Research has found that social-media platforms only remove 20% of all antisemitic content on their sites. CyberWell data shows that platforms police Holocaust-denial content more aggressively than other forms of antisemitism, resulting in a removal rate of 36%, but only in English. In Arabic, the rate plummets to 10%.

“These findings fit with what we’ve learned in studying how social-media companies respond to hate speech: Platforms will only devote resources to keeping users safe if enough people report problems, which puts Jews at a disadvantage,” said CyberWell founder and CEO Tal-Or Cohen. “Jews already make up less than a quarter of 1 percent of the global population, but fewer still are active on Arabic social media, which is home to a disproportionate amount of antisemitic content.”

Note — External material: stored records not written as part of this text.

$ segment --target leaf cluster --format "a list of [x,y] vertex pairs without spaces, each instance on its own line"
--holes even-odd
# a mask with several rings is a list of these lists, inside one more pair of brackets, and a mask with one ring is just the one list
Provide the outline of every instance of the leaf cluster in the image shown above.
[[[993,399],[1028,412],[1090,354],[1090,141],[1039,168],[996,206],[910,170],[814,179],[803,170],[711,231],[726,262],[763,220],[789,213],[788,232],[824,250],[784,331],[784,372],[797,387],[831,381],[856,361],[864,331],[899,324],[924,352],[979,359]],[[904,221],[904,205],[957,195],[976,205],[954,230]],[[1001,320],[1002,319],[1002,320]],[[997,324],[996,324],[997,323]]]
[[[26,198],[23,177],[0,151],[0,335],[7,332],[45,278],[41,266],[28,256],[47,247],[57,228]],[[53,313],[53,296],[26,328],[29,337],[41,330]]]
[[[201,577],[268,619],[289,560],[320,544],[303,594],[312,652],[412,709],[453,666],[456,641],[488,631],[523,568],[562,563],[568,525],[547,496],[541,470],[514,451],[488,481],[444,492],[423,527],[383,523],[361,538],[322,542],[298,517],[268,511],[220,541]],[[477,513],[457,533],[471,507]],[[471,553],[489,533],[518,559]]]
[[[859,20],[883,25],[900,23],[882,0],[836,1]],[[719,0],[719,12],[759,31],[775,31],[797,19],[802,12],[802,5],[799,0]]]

The International Holocaust Remembrance Alliance (IHRA) definition of antisemitism, which CyberWell uses to classify antisemitic content, describes 11 main categories of antisemitism, two of which deal directly with the Holocaust.

  • Denying the fact, scope, mechanisms or intentionality of the genocide of the Jewish people at the hands of National Socialist Germany and its supporters and accomplices during World War II.
  • Accusing the Jews as a people, or Israel as a state, of inventing or exaggerating the Holocaust.

Many social-media platforms have taken significant steps to limit such content; neither Facebook nor TikTok will return results for the query “Holohoax,” and searching for that term on Facebook will produce a link to Holocaust information provided by the World Jewish Congress (WJC).

That picture changes in Arabic, however; the WJC link is not provided to those searching for Holocaust denial.

CyberWell’s database, powered by its advanced AI-based effort to monitor social media for antisemitic content, shows that similar posts questioning or denying the Holocaust are removed in English but remain online in Arabic.

“Reprehensible content is reprehensible in all languages,” said Cohen. “Social-media platforms’ overreliance on user reports and underinvestment in combating Jew-hatred online in non-English languages has allowed blatant hate to proliferate in Arabic; by alerting them to these data insights, we hope to direct their attention toward fixing the problem.”